With regard to feed consumption (FC) of broilers in starter phase (0-3 week), it was significantly (P<0.05) lower in group T₂ compared to that of control (T₁). The FC in other treatment groups was statistically similar to that of control. In case of finisher phase (4-6 week), the FC of groups T₂ and T₅ was significantly (P<0.05) lower than that of control (T₁). The FC in other treatment groups was statistically similar to that of control. In case of cumulative FC (0-6 week), the FC in T₁ was significantly (P<0.05) higher than those of T₂ and T₅ whereas, it was almost similar in rest of the treatment groups. Thus, the FC in non-AF fed treatment groups was higher than those of AF fed treatment groups. Miazzo et al. (2000) reported that FC decreased significantly in broiler chicks given AF (2.5 ppm) for 3 weeks. However, Basmacioglu et al. (2005) reported that decreasing effect of AF (2.0 ppm) was not statistically different though it was about 8 per cent lower. In this study the FC in T₆ was numerically less but did not differ significantly compared to control, indicating that the BHT supplementation along with AF fed groups tended to improve the FC.
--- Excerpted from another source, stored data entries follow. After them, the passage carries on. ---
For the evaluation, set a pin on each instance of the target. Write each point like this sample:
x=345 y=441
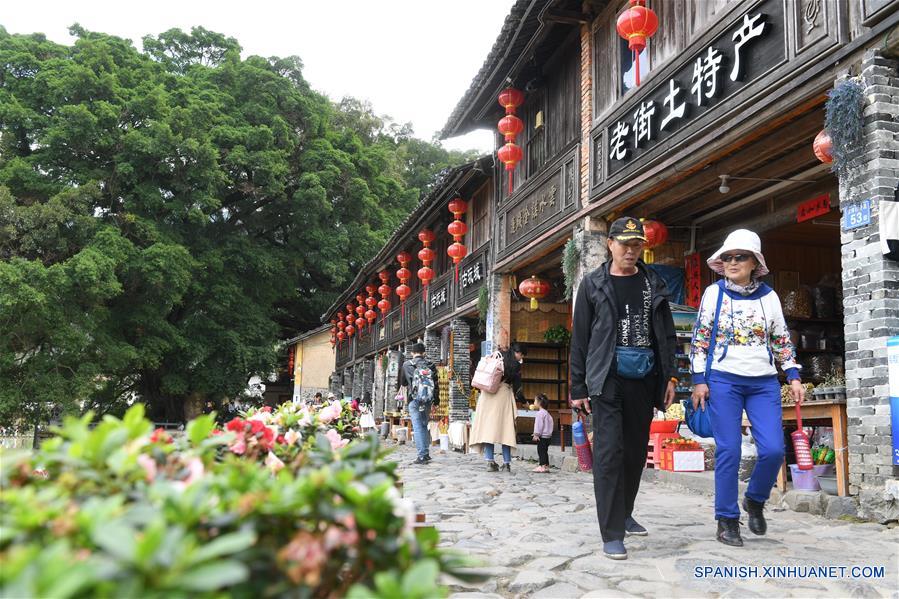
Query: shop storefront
x=419 y=288
x=719 y=134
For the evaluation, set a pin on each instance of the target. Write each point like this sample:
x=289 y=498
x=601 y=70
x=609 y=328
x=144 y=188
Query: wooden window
x=478 y=220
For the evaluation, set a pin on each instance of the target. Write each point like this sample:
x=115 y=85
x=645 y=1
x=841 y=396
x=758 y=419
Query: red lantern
x=457 y=252
x=510 y=126
x=426 y=236
x=425 y=274
x=635 y=25
x=458 y=207
x=457 y=229
x=823 y=147
x=534 y=289
x=510 y=99
x=510 y=155
x=426 y=255
x=656 y=234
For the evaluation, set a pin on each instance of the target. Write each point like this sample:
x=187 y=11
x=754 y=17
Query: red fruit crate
x=682 y=457
x=654 y=450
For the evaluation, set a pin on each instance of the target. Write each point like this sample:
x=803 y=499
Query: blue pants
x=420 y=428
x=507 y=453
x=729 y=395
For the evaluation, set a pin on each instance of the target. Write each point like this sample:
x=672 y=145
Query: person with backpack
x=419 y=376
x=494 y=418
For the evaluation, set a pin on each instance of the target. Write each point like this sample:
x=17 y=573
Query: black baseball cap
x=627 y=228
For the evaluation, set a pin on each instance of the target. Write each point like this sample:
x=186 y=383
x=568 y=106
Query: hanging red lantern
x=425 y=275
x=656 y=234
x=636 y=25
x=510 y=99
x=823 y=147
x=458 y=207
x=535 y=289
x=510 y=126
x=426 y=255
x=510 y=155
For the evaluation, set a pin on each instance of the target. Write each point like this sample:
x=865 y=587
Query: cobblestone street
x=538 y=537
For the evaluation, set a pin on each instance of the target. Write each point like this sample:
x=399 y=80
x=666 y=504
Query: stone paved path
x=537 y=537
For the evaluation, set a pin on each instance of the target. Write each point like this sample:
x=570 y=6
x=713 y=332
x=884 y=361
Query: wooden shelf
x=813 y=320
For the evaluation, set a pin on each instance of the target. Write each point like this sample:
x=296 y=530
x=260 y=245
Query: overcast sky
x=412 y=59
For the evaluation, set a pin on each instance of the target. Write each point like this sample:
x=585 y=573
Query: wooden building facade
x=717 y=136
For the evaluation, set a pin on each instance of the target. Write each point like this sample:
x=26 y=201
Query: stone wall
x=871 y=294
x=461 y=373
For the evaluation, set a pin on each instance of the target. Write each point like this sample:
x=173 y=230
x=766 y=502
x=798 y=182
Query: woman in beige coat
x=494 y=419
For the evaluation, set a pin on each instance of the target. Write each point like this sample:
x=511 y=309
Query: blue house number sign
x=857 y=215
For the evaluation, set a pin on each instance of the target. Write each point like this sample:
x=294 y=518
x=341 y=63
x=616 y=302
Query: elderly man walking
x=623 y=365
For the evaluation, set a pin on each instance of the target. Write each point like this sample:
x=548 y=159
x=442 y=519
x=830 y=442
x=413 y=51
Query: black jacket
x=594 y=329
x=512 y=374
x=408 y=371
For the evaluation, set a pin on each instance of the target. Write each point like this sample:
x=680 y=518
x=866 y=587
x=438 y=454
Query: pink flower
x=291 y=437
x=239 y=446
x=274 y=464
x=336 y=441
x=330 y=413
x=149 y=466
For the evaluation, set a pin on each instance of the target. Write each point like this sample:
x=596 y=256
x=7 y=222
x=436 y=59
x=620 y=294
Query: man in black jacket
x=623 y=365
x=421 y=394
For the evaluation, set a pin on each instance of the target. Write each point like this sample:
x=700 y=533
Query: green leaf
x=199 y=428
x=213 y=576
x=228 y=544
x=117 y=539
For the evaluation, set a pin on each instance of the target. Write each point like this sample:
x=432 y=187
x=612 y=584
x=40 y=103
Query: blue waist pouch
x=634 y=362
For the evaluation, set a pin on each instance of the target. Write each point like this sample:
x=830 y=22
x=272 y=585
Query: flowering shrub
x=284 y=502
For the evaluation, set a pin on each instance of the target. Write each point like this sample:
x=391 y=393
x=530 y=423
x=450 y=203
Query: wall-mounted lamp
x=724 y=187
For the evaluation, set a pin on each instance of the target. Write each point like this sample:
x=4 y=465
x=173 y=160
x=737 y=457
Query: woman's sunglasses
x=735 y=257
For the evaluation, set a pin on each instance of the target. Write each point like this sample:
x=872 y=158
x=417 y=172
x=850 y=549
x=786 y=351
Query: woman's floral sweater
x=752 y=335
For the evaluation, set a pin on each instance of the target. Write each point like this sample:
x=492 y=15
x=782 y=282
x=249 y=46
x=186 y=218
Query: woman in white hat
x=740 y=334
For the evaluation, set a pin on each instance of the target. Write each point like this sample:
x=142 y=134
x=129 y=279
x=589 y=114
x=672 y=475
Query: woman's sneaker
x=729 y=532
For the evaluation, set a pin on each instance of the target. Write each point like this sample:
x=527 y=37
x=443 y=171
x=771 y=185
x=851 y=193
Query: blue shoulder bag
x=698 y=420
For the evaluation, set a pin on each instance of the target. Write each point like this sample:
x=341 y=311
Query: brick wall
x=461 y=375
x=871 y=292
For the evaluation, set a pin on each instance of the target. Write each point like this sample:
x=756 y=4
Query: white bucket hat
x=741 y=239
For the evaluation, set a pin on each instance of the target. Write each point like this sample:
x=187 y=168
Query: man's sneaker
x=755 y=510
x=614 y=550
x=729 y=532
x=632 y=527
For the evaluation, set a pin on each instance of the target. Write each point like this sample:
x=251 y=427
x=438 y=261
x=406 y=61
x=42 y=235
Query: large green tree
x=166 y=216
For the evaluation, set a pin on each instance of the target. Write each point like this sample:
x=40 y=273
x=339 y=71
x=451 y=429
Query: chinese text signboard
x=748 y=49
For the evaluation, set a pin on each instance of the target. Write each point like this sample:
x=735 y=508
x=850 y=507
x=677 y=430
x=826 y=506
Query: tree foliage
x=167 y=215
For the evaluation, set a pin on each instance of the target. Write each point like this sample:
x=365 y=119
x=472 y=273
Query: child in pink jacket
x=543 y=432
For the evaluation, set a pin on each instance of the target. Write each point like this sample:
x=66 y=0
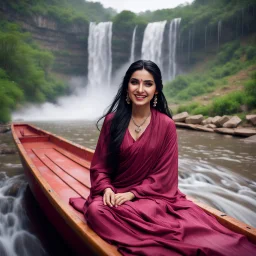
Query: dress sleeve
x=162 y=180
x=99 y=172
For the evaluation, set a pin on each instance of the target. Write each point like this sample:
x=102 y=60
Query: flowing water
x=173 y=37
x=132 y=57
x=153 y=42
x=100 y=55
x=216 y=169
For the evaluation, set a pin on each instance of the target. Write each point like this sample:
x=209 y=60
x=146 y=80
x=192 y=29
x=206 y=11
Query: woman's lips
x=140 y=97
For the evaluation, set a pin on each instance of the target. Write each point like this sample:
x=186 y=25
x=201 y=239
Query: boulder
x=232 y=122
x=203 y=128
x=183 y=125
x=251 y=118
x=180 y=117
x=225 y=130
x=244 y=132
x=212 y=126
x=222 y=120
x=251 y=139
x=207 y=120
x=5 y=128
x=215 y=119
x=197 y=119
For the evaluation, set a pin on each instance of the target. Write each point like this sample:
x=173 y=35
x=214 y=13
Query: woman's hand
x=120 y=198
x=109 y=197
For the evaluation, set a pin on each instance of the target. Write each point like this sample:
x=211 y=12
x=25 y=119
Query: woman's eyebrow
x=141 y=79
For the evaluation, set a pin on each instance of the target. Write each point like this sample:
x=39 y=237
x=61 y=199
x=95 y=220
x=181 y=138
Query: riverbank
x=230 y=125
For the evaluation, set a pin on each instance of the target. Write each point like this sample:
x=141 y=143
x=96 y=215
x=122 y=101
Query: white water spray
x=14 y=239
x=100 y=56
x=132 y=57
x=219 y=33
x=153 y=42
x=173 y=36
x=220 y=188
x=86 y=102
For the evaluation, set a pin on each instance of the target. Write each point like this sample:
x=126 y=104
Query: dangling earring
x=128 y=99
x=155 y=101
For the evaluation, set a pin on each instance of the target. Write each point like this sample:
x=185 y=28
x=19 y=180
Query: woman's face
x=141 y=87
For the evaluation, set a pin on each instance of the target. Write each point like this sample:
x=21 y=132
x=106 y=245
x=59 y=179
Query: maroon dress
x=160 y=220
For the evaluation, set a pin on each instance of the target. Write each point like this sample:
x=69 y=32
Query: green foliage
x=231 y=58
x=64 y=11
x=227 y=104
x=24 y=71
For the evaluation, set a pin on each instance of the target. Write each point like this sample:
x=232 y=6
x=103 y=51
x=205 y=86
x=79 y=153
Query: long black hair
x=122 y=110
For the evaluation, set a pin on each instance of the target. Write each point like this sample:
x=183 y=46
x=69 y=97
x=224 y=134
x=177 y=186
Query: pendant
x=137 y=129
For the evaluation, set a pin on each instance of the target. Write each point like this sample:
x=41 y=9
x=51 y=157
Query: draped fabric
x=160 y=220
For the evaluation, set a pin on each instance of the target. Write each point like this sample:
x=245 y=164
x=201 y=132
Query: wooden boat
x=58 y=169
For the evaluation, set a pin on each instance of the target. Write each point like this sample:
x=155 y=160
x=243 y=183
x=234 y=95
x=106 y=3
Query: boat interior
x=66 y=172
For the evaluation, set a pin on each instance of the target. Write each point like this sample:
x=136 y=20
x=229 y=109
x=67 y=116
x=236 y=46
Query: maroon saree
x=160 y=220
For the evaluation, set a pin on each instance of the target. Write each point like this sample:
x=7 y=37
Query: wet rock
x=233 y=122
x=180 y=117
x=222 y=120
x=212 y=126
x=203 y=128
x=251 y=139
x=197 y=119
x=251 y=118
x=245 y=132
x=3 y=251
x=5 y=128
x=207 y=120
x=225 y=130
x=184 y=125
x=215 y=119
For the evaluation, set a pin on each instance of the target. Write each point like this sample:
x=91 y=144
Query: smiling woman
x=134 y=200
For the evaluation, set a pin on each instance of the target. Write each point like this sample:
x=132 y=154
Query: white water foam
x=15 y=240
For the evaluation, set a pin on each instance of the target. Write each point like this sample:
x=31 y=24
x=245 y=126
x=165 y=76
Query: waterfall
x=173 y=34
x=205 y=37
x=86 y=102
x=15 y=237
x=100 y=55
x=132 y=57
x=189 y=45
x=219 y=32
x=153 y=41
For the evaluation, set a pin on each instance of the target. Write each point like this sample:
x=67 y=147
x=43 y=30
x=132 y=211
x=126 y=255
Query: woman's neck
x=140 y=111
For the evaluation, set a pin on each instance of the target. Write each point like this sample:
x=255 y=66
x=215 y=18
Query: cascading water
x=189 y=44
x=153 y=42
x=132 y=57
x=86 y=102
x=100 y=55
x=173 y=35
x=219 y=33
x=205 y=37
x=14 y=238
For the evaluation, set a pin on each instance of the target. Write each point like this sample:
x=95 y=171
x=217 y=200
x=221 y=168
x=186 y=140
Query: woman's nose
x=140 y=89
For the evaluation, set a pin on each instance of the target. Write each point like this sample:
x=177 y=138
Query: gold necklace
x=138 y=129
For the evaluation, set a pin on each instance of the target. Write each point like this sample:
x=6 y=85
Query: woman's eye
x=134 y=82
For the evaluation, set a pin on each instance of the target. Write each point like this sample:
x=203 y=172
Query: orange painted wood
x=58 y=169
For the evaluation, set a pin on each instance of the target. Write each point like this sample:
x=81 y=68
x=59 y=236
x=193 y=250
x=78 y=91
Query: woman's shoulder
x=109 y=116
x=164 y=119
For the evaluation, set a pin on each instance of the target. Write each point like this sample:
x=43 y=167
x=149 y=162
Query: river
x=214 y=168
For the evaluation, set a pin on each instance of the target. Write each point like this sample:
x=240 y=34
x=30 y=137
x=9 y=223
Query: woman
x=134 y=201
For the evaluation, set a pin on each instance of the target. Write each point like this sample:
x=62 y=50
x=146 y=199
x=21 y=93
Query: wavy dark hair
x=122 y=110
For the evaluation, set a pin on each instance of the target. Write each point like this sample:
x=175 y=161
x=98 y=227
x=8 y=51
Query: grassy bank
x=228 y=82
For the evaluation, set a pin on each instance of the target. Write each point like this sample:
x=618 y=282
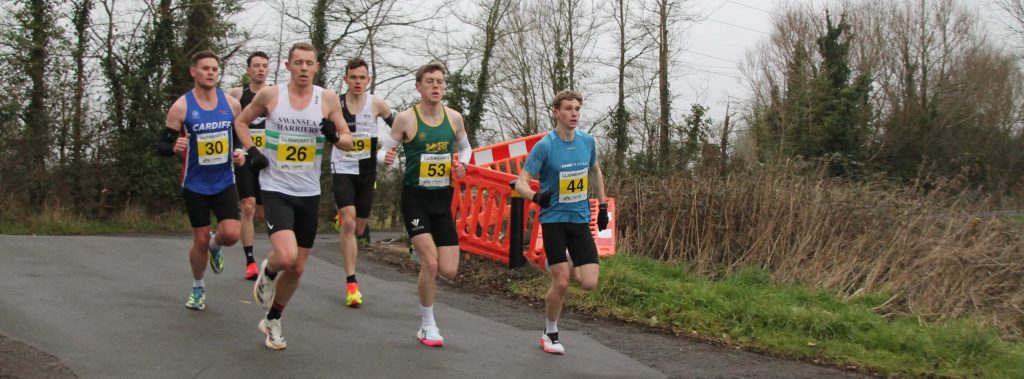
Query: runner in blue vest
x=200 y=127
x=565 y=162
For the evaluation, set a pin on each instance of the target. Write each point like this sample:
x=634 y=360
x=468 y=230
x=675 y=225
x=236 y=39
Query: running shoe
x=353 y=297
x=548 y=345
x=271 y=328
x=197 y=299
x=216 y=258
x=251 y=271
x=430 y=336
x=264 y=288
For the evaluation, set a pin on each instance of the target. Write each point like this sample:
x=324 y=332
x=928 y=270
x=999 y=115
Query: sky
x=711 y=52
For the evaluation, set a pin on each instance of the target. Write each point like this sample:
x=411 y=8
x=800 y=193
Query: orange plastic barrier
x=481 y=205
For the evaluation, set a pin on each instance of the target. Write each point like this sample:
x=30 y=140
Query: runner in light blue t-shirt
x=565 y=162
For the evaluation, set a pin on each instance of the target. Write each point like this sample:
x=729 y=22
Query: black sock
x=249 y=254
x=552 y=336
x=275 y=311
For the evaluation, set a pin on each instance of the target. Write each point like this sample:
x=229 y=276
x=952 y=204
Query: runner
x=354 y=172
x=429 y=132
x=247 y=178
x=199 y=127
x=564 y=161
x=298 y=113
With regard to FCR, during starter growth phase (0-3 week), the FCR in T₁ was lower (P<0.05) than that of T₂. The FCR of groups T₅ and T₆ was lower (P<0.05) than that of T₂ but higher (P<0.05) than that of T₁. The FCR of groups T₃ and T₄ was statistically similar to that of control. During finisher phase (4-6 week), the FCR did not differ significantly among various dietary treatments. In case of cumulative FCR (0-6 week), the FCR in T₁ differed significantly (P<0.05) from that of T₂ and T₃ whereas, it remained comparable to those of T₄, T₅ and T₆. Thus, AF contamination deteriorated the feed efficiency and these adverse effects on feed efficiency were reversed by BHT supplementation. Oguz et al. (2000) also observed adverse effect of 100 ppb AF on the cumulative FC and FCR values by 5.64 and 4.89 per cent respectively, but they did not reach statistical significance during the experiment. Azzam and Gabal (1997) found significant adverse effects of AF on BWG, FC and FCR in broiler chickens fed on a 100 ppb AF- containing diet for two months. Raju and Devegowda (2000) also reported significant adverse effects of AFB1 on BWG, FC and FCR when the broilers were fed on 0.3 ppm AFB1 containing diet. The improvement in feed efficiency was also reported by Ehrich et al. (1986) where BHT at 1000 and 3000 ppm counteracted many of the adverse effects on BWG and feed efficiency in chickens.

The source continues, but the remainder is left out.